I am a leaf on the wind. Watch how I score.

There are moments during the game when we lose our heads. We get so caught up in what’s going wrong or what the score is that we don’t concentrate on acting as a team. This is usually when the coach will call for a timeout, bring everyone in for a huddle, and give a short pep talk to help everyone refocus. But sometimes it isn’t the team losing focus. Sometimes, it’s just you.

Last Saturday, was another home team double header here in Houston. My team, the Psych Ward Sirens, went against the Bayou City Bosses. The Bosses are a fantastic team with some hard hitters and wily jammers, but I feel like the Sirens are pretty even match.

bench

Stop staring at the score board and find your focus.

We were winning. I should have been happy, but all I could think about was everything I was doing wrong. Every trip. Every missed hit.

Usually, the track is my place of Zen. I am completely focused and no one can shake it. Since I didn’t want my crappy thought process to spread to the other players, I scooted over to the end of the bench, closed my eyes, shut out everything around me, and repeated my mantra. I repeated it slowly, focusing on every word and every syllable. The tension and worry started to melt away. My focus returned.

My mantra is something terribly nerdy. “I am a leaf on the wind. Watch how I soar.” If you caught the reference, good for you. If you didn’t, it’s a line from Joss Whedon’s “Serenity.” (I told you it was nerdy.)

This is my go-to mantra for anything that scares me. (Tall bridges, social situations, unhappy customers, etc.) While it may seem silly, it works for me. It gets my mind off of whatever big baddie I’m facing and helps me find the inner stillness that allows me to concentrate.

Should you use my mantra? I don’t know.

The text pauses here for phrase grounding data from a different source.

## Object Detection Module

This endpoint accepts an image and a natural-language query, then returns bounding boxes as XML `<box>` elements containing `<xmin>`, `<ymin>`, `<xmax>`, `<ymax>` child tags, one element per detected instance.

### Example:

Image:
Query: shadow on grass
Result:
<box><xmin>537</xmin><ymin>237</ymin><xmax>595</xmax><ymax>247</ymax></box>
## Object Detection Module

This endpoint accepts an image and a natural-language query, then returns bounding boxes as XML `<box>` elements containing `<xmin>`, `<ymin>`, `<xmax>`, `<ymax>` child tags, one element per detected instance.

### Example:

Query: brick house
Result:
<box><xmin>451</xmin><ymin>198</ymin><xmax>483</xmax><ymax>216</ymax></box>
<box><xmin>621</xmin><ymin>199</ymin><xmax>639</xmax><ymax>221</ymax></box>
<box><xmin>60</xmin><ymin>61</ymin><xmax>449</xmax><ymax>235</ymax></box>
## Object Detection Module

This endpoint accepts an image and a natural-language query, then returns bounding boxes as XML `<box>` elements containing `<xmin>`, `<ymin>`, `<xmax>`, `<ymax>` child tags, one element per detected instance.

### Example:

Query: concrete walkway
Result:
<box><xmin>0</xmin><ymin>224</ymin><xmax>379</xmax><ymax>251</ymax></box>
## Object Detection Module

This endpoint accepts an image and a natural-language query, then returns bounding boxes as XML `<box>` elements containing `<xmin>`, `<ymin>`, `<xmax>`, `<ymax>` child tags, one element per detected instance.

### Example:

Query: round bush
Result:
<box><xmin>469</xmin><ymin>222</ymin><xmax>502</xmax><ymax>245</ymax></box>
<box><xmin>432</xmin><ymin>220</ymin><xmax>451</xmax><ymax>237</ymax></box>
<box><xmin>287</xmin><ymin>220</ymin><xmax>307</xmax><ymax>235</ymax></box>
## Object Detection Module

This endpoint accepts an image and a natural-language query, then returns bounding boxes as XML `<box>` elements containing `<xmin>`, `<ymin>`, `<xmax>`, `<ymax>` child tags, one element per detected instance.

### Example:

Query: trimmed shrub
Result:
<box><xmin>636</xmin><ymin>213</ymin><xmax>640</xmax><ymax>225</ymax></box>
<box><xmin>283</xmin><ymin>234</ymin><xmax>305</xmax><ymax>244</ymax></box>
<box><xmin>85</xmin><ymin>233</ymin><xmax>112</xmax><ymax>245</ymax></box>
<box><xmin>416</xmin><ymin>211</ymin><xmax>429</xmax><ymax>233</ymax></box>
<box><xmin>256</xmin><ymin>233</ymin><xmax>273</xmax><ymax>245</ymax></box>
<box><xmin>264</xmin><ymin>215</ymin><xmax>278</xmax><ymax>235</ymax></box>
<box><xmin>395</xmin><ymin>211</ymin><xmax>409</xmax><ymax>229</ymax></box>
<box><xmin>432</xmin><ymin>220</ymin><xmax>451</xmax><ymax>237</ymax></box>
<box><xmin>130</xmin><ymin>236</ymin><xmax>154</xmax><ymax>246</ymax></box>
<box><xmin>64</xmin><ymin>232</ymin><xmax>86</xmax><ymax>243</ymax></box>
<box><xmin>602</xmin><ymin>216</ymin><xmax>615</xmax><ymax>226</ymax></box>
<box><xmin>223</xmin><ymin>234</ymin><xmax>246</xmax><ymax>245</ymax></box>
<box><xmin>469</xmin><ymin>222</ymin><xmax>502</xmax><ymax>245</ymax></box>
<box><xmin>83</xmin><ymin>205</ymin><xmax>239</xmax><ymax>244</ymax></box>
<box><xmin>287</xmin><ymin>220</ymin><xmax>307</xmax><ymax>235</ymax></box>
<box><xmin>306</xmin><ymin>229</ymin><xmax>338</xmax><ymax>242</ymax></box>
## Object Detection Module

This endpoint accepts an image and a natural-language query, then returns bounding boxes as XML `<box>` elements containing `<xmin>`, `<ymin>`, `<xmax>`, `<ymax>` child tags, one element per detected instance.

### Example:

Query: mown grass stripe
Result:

Maybe you have to get angry at the situation in order to focus. Maybe you just need a smile or a high five from a teammate. Or maybe you need to find your own equally nerdy mantra.

Coaches are pretty good at noticing the mood of a team, but they can miss the mood of an individual player. If you’re that player, start experimenting with different ways to find your focus at practice. By the time you get to the bout and the lights come on and the crowd begins to cheer, you’ll know what you need to do to achieve your Derby Zen.